Employment trends by race and disability
==================================

How does *prime-age employment* (the employment rate of civilians aged 25 to 54)
vary with race and disability status? How does disability status vary by race?
How do race and disability status compare in predicting employment?

In this post, I use the Current Population Survey to find out.
Overall, I find that the disability employment gap is large---41 percentage points on average in May 2020.
The racial employment gap (non-Black minus Black) is 7 points, but since Black people are about 30 percent more likely
to have a disability, this gap shrinks to 6.3 points when controlling for disability status.
Among people with disabilities, black people have employment rates 11 points lower than
non-black people (a 32 percent difference).
I also find that the coronavirus recession widened the racial employment gap, primarily
among the population without disabilities.

## Background

The prime-age employment rate (often abbreviated as *PAEPOP*, for Prime Age Employment POPulation ratio)
is used as a consistent measure of employment trends by economists who
want to avoid relying on whether survey respondents say they're still looking for work.
The calculation is simply the share of civilians aged 25 to 54 that reported working in the survey week.
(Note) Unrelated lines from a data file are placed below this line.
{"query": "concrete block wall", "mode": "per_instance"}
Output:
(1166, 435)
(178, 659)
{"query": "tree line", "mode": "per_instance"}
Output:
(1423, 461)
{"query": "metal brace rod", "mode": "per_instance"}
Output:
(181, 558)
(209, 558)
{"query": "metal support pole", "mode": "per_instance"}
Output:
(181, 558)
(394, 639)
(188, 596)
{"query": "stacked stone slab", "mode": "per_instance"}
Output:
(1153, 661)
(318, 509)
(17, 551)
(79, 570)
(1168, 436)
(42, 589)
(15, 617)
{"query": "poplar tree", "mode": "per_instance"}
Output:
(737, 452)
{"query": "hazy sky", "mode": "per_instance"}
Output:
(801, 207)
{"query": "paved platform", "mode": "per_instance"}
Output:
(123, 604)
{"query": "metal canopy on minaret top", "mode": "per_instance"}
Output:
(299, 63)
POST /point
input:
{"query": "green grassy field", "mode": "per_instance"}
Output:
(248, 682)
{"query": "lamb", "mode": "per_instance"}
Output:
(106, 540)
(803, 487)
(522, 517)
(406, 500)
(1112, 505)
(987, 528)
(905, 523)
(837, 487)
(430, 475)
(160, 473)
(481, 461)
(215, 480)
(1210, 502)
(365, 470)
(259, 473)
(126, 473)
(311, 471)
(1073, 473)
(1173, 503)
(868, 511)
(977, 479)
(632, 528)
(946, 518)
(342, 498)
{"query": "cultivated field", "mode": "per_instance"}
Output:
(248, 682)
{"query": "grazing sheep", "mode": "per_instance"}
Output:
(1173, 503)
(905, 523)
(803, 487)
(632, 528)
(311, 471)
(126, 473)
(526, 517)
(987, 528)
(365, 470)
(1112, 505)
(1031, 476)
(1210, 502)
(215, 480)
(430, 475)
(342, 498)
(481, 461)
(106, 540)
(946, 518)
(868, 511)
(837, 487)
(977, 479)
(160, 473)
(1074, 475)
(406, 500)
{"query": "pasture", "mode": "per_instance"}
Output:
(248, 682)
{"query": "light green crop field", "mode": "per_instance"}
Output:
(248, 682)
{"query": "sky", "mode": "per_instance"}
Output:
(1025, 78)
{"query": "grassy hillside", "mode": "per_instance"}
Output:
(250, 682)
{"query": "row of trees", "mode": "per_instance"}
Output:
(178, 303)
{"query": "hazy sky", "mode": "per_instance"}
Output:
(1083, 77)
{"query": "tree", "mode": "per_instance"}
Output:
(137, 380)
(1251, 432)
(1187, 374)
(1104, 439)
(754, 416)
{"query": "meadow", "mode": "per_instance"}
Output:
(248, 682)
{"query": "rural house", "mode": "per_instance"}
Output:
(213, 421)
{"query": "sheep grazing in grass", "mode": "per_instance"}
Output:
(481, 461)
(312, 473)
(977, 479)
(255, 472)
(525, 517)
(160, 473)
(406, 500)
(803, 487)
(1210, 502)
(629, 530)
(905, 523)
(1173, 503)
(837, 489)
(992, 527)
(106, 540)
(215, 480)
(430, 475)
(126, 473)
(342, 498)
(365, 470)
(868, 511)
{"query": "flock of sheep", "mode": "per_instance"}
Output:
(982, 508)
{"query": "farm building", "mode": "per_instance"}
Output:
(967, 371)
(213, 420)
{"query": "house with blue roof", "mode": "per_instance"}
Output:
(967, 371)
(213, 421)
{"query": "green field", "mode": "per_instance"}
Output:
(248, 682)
[Federal Reserve Economic Data](http://fred.stlouisfed.org/) publishes some related trends,
e.g. [PAEPOP by disability and gender](https://fred.stlouisfed.org/series/LNU02376960)
and [black employment rate among the aged 16+ population](https://fred.stlouisfed.org/series/LNS12300006),
but we need to limit by ages to avoid effects of college education and early retirement,
both of which may reflect lower employment without worse labor market outcomes.
For the right statistics, we need to go to the CPS microdata instead (I used [IPUMS](http://ipums.org) to extract it).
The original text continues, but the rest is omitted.